Q:社名「SUMCO」の由来と設立の経緯を教えてください。
株式会社SUMCO(読み方は「サムコ」、英文社名 SUMCO CORPORATION)は、半導体用シリコンウェーハの製造・販売を専門とする世界大手です。社名は、母体となった1999年設立の合弁会社「Silicon United Manufacturing COrporation(シリコンユナイテッドマニュファクチュアリング)」の頭文字に由来します。

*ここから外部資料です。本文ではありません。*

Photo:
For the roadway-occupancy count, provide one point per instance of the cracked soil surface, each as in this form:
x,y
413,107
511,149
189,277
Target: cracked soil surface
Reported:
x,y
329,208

同社は、旧・住友系と旧・三菱系のシリコン事業を統合して発足しました(住友金属工業・三菱マテリアル・三菱マテリアルシリコンの共同出資)。その後、2002年に「三菱住友シリコン」へ、2005年に現在の「SUMCO」へ商号を変更し、同年、東京証券取引所市場第一部に上場しています。
Q: なぜ「金属製品」の業種に分類されるのですか?
SUMCOの東証33業種は「金属製品」です。ただし、シリコン(珪素)は金属と非金属の中間の性質を持つ半金属であり、シリコンウェーハを「金属製品」と呼ぶのは素材の実態から見て自然ではありません。金属系に置かれているのは、業種が主業(売上の主軸)を基準に機械的に割り当てられること、また金属シリコンの製造が製錬・冶金の技術系譜に由来することによる、歴史的・便宜的な事情です。
実際、同じシリコンウェーハ最大手でも、化学製品の比率が高い信越化学工業は「化学」に分類されています。同じ製品でも会社によって業種が分かれるわけで、東証33業種はあくまで便宜的なラベルだといえます。当サイトでは、東京証券取引所の33業種分類に従い、SUMCOを「金属製品」のカテゴリーにしています。
Q:事業別の売上構成を教えてください。
SUMCOは半導体用シリコンウェーハの専業メーカーであり、事業セグメントは実質的に一つです。したがって「事業別」に分けても、売上のほぼ100%が半導体シリコンウェーハで占められます。意味のある内訳として開示されているのは「地域別(顧客の所在地別)」の売上構成で、2025年12月期(連結)は合計4,097億円、海外売上比率は約80%に達します(下図参照)。

地域別売上(2025年12月期・連結):台湾 1,532億円(37.4%)/日本 796億円(19.4%)/中国 520億円(12.7%)/欧州他 481億円(11.7%)/韓国 405億円(9.9%)/米国 363億円(8.9%)/合計 4,097億円(100.0%)。
※構成比は各地域の売上高を合計(4,097億円)で割って算出(小数第2位を四捨五入)。金額は有価証券報告書ベースの概数。